Mile High Card Company President Brian Drent was taken aback last year when the Mexican sports collector sitting in the passenger seat of his car asked him how much Von Miller’s Super Bowl 50 game-worn helmet might be worth.

As someone who knows the memorabilia market, Drent couldn’t imagine how a publishing executive who lived in another country could have obtained one of the most valuable game-worn artifacts from such an historic game.
Mauricio Ortega indicated he had the helmet, but didn’t speak English very well. He had contacted Drent on Facebook after spending nearly $25,000 on a Joe Montana game-worn jersey in Mile High’s August 2016 auction and asked to pick the jersey up in person while also turning over off a couple of other items for one of the company’s upcoming auctions.
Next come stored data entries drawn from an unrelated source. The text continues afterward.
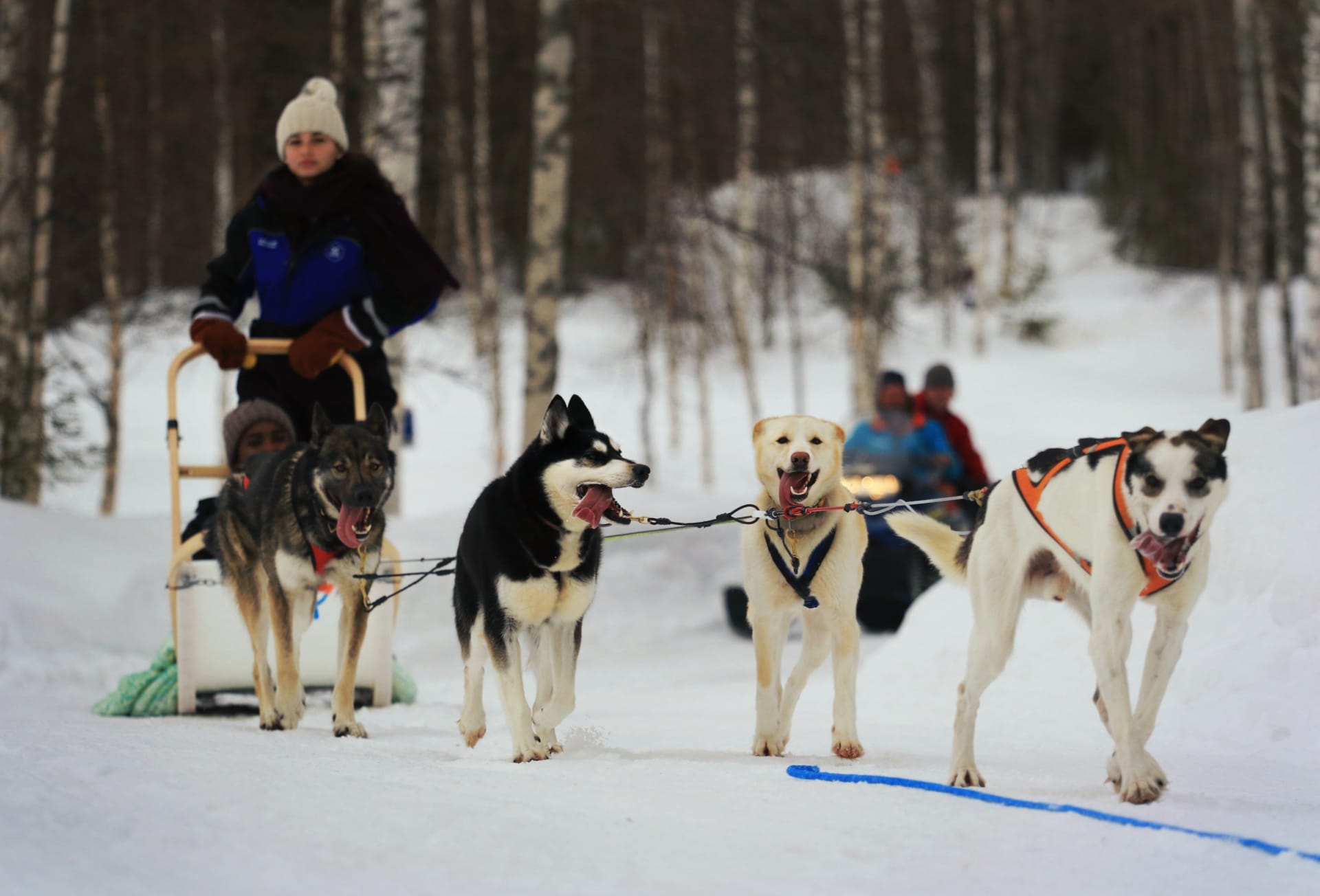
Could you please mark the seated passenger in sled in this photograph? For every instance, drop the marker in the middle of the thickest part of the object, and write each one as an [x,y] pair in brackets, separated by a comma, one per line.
[898,453]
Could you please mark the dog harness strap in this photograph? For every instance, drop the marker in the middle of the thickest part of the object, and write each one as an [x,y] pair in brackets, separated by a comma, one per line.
[1031,494]
[321,557]
[803,583]
[1155,581]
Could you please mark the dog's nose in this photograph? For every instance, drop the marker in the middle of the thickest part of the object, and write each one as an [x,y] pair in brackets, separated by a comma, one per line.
[1170,524]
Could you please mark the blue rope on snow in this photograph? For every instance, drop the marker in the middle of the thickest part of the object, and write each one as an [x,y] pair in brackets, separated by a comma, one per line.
[815,774]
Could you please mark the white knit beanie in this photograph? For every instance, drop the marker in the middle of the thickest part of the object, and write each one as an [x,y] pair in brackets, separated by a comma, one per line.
[312,110]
Drent and his colleagues at Mile High couldn’t believe their eyes when Ortega’s face splashed across their computer screens this week as the prime suspect in the theft of Tom Brady’s last two Super Bowl jerseys.
“I see the video of Ortega (in the Brady case), and his face is blocked out. I thought it was him. But I just laughed it off,” Drent told Denver’s ABC affiliate on Tuesday. “I dismissed it as a joke. Later one of my employees calls me and said, ‘You are not going to believe this. It was him’.”
Drent’s brush with the suspected culprit made national news. He taped a segment for NBC’s Today Show and spoke with the Associated Press in the video below.
TMZ Sports reported Ortega had quietly been shopping Brady’s Super Bowl 49 jersey to wealthy collectors who they say hadn’t known it was considered stolen. Their story also indicated Ortega had been acquiring and selling items for years, telling customers he’d obtained them legally after meeting stars like Brady, Patriots’ owner Robert Kraft and Steelers’ quarterback Ben Roethlisberger, using photos of himself with the celebrities as a way of providing authentication.
The AP also reported that a sports editor of the newspaper 24 Horas had spoken with Ortega several times during Super Bowl week.
“He told me that he was not there to work, that he was a fan,” Arturo Palafox said. Palafox also told AP Ortega indicated he had a Super Bowl jersey worn by Kurt Warner and had gotten it autographed by the former quarterback turned broadcaster.
“He showed me Warner’s jersey with his signature and told me a story about how Warner was surprised that he was in possession of the item,” Palafox told AP. “He said he planned to gather interest from Warner to sell him the jersey for $8,000.”